Image: Dr Gallop giving her lecture at the 2025 LSA conference
Dr Gallop and her team at the University of Cambridge have been working on the fundamental science behind the trial for over 15 years. Their research, funded by the Wellcome Trust and Lowe Syndrome Association is on the actin cytoskeleton that is in all cells in our body and important for all functions, like pumping our heart and supporting our immune system. When Gallop worked out that specific lipid molecules in cell membranes are important in controlling the actin cytoskeleton, she saw that there was a link with Lowe syndrome and Dent disease 2, which causes alterations to these lipids. Gallop said: “And excitingly, we realised there’s an existing drug that might be able to help”.
Image Credit: Jonathan Gadsby. Human Kidney 2 cell showing actin assemblies around endosomes in OCRL1 deficient cells (actin white, endosomes in yellow and pink and nuclei in blue).

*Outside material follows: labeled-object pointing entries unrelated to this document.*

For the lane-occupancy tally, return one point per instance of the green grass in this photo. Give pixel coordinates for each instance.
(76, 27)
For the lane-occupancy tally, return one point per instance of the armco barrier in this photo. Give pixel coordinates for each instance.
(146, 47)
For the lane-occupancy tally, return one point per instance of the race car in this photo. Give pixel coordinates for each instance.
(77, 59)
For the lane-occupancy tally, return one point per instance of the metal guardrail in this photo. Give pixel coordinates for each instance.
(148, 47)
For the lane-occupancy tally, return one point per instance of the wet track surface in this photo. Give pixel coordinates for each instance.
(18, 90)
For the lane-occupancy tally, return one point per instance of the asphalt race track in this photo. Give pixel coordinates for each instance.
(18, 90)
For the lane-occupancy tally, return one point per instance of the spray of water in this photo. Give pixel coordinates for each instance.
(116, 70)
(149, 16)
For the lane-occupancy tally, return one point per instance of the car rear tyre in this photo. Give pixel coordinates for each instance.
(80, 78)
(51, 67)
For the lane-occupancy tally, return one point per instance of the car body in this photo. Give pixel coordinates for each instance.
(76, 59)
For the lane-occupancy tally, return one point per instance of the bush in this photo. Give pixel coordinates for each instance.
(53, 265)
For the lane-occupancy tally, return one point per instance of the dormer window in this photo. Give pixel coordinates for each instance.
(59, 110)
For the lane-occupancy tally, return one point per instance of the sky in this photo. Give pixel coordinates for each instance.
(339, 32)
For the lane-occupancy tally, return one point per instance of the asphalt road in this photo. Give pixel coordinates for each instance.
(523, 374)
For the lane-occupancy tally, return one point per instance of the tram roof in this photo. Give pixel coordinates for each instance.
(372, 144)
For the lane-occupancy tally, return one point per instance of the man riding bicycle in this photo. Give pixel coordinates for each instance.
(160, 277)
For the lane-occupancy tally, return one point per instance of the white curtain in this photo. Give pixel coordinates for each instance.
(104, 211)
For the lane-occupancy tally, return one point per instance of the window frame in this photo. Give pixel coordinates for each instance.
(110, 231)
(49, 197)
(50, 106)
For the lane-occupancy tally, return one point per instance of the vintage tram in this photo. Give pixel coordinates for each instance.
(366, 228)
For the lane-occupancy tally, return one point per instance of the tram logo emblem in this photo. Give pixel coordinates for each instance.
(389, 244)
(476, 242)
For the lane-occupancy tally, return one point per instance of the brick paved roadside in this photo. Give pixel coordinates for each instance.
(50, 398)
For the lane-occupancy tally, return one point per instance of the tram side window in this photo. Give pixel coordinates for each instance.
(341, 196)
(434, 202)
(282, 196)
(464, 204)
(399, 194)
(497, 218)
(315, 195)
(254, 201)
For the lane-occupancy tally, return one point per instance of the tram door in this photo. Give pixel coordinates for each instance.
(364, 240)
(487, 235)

At that time, Dr Gallop reached to the group of Professor Olivier Devuyst (University of Zurich), who has done pioneering work on genetic disorders of the kidney proximal tubule, including the cellular mechanisms and models of Dent disease. Devuyst is co-directing the ITINERARE Research Priority Program in Zurich, which works at translational programs to accelerate drug discovery for rare diseases. Devuyst, Berquez and colleagues were able to test the drug in model kidney cells, and then in a humanised mouse model of Dent disease 2 – that they had just characterised. Working together, the team found that alpelisib did work to rebalance the actin cytoskeleton and improve kidney function in lab models of the diseases. Professor Devuyst commented, ‘This pioneering trial builds on decades of research establishing the crucial role of endolysosomal trafficking in kidney proximal tubule cell function. It also provides a rare opportunity to repurpose a drug that has been decisively useful in another set of rare disorders sharing problems with the small lipids’. These fundamental insights were detailed in a joint publication (Berquez M et al. Kidney Int 2020, with Editorial Commentary), paving the way for the preparation of the Phase 2 clinical trial.
The trial is due to report in October 2026 and if it shows that alpelisib is effective in the Dent disease 2 participants, the hope is that it will also be beneficial to Lowe syndrome patients suffering with kidney disease.